I've responded to so many water threads with this information, that I wrote a blog entry on it, thus the link about my mother's experience (and mine indirectly) with water intoxication, and advice from her kidney specialist on how much water people "really" need, and how they can get their water needs met (without drinking a single drop of anything, if they really wanted to). This information is on the web too.
Most of the water advice given out (especially to dieters) is total hogwash. The body needs about 2 quarts of water - in any form. That is that every drop of water counts - whether it's in the form of fruit, milk, soup, lettuce, juice, coffee, tea... Yep, even caffeinated beverages count because while there is a slight diuretic effect of caffeine it "cancels out" only a very tiny amount of the water in the beverages, and if you drink caffeinated beverages regularly, new research suggests that your body "outsmarts" the caffeine and there is virtually no water loss at all.

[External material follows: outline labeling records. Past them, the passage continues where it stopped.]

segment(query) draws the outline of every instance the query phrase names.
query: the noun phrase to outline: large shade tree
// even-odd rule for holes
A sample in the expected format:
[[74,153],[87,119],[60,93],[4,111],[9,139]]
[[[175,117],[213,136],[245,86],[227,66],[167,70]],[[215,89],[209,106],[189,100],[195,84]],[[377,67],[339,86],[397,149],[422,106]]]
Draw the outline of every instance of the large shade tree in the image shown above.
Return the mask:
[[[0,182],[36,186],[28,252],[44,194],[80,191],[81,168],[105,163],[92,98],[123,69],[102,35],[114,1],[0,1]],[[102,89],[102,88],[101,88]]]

In tracing back the water myth of 8 glasses of water, the consensus from modern medical experts is that a professional paper decades ago was taken out of contests. The result of the research was that people need 6 - 8 glasses of water, not seperate from their food, but including every drop of moisture that is taken in from foods (even breads, grains, and cooked meats surprisingly are largely water) and beverages. Taken out of context, dieting "experts" quoted the 6 - 8 glasses, and misquoted the information as 6 - 8 glasses of fluids. Like a game of telephone, the message got further destorted to exclude caffeinated beverages, the water in soups, in milk and other nonclear beverages, and eventually everything but "plain" water. New (and even more dangerous) myths cropped up to advocate even more water intake, such as that larger people need more water than thinner people. This is dangerous, because obese people do not have larger kidneys and their kidneys are no more efficient than a thin person's. In fact, because of a greater risk of being on medications or having other health issues, obese and overweight individuals kidneys may actually work less efficiently than a thin person's, putting them at greater risk for water intoxication.
All of that being said, you might assume that I am against drinking much water. That isn't true at all. For weight loss, water can be very helpful. It may increase metabolism (research is mixed on this) and it can decrease appetite, at least temporarily, but if there is any reason that you may have low electrolyte levels or reduced kidney function (medication, low sodium diet, illness chronic or short term, diahrrea, vomiting, intense exercise...) then you really should consult your doctor before you consider consuming more than 3 quarts of fluid (caffeinated beverages and soup, etc included).